Australian
Screen

an NFSA website

Phar Lap (1983)

play
clip 'This is not a horse'

Original classification rating: G. This clip chosen to be G

Clip description

Harry Telford (Martin Vaughan) watches his new horse arrive on the docks from New Zealand. His wife, Vi (Celia de Burgh), wonders why the horse looks so skinny. The buyer, Dave Davis (Ron Liebman), thinks the horse is a joke. He tells Harry to sell him. Harry offers to lease him for three years, in return for two-thirds of his winnings. Harry believes in the horse’s bloodlines.

Curator’s notes

This is the first scene after the introduction. By moving the horse’s death to the front of the film, the story is able to end on a high note, when he wins at Agua Caliente. In the American release version, the death is put back at the end of the film, to maintain a tension that would not have been possible in Australia, where the story was too well known. The arrival on the docks is a flashback to five years earlier, and it too contains the elements of a classic story: the ugly duckling horse with facial warts that no-one wanted will become a champion. Seabiscuit (2003), an American film about another champion racehorse, begins with a similar idea.

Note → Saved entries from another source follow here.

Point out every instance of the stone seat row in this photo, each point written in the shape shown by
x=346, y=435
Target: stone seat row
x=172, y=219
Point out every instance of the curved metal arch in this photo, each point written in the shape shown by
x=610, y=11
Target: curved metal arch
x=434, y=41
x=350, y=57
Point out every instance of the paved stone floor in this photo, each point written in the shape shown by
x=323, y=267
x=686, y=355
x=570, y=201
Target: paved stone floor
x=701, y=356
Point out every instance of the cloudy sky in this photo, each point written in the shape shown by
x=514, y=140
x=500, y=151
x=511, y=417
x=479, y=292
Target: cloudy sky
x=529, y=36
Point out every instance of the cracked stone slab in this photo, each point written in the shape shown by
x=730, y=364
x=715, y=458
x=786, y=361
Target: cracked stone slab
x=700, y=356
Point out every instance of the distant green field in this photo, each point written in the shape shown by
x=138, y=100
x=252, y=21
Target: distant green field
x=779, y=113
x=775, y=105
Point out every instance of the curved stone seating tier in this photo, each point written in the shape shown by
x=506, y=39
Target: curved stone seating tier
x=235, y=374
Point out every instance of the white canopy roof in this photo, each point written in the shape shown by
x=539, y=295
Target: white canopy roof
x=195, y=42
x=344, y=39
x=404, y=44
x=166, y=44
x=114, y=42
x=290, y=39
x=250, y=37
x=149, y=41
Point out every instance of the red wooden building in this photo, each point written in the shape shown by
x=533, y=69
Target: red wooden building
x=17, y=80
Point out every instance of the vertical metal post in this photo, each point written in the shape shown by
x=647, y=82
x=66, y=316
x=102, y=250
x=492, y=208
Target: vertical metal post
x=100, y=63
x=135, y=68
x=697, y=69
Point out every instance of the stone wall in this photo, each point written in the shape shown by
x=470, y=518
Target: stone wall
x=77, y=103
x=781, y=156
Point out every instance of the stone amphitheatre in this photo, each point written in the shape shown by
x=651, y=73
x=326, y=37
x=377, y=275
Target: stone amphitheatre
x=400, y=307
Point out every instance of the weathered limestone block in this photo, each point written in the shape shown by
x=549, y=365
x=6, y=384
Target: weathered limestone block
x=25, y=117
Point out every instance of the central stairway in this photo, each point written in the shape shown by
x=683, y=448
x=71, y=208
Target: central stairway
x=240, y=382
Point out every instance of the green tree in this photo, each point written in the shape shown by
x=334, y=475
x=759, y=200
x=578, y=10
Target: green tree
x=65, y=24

Immediately, Williamson establishes that horseracing is about money, with dialogue about how much he has cost, what he will be worth, who will pay for what. Tom Burlinson gets no lines in these scenes, but we already sense his growing bond with the horse. There is also the sense that Telford is another kind of ugly duckling – a man who struggles to inspire confidence in other people, even his own wife. The horse and the trainer are both underestimated.